NASA got a view of Tropical Storm Colin that shows just how much rain Florida received over a two-day period from the sloppy short-lived cyclone.
The rainbow-colored satellite images are from June 6 through June 8 when Colin transitioned to an extra-tropical cyclone.
The analysis showed Colin’s heaviest rainfall was over Central and North Florida where at least 10 inches fell over the two-day period.
Colin was an unusual tropical cyclone in that its counterclockwise spinning center was separated from the worst of its thunderstorms. At one point, National Hurricane Center forecasters said the strongest winds and storms were 230 miles southeast of the center.
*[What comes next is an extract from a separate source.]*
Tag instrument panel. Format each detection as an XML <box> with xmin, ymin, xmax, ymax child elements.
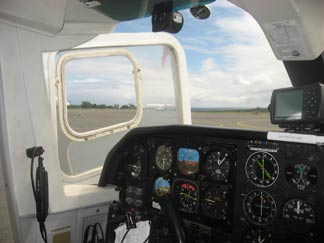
<box><xmin>151</xmin><ymin>142</ymin><xmax>235</xmax><ymax>224</ymax></box>
<box><xmin>99</xmin><ymin>126</ymin><xmax>324</xmax><ymax>242</ymax></box>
Palm Beach County felt Colin’s touch Monday in the hot, humid air being pulled from the tropics and in threats of afternoon thunderstorms. West Palm Beach hit a high of 89 degrees with a dew point that reached a sticky 78 degrees. The relative humidity hit a high of 82 percent.
Hurricane Center specialist John Cangialosi said part of the reason for its poor definition is because of how it was born.
“It came from a tropical wave, which is typical, but it turned into a gyre in the Gulf and that promotes a larger system,” Cangialosi said. “Storms come in all shapes and sizes and this one is definitely an awkward shape.”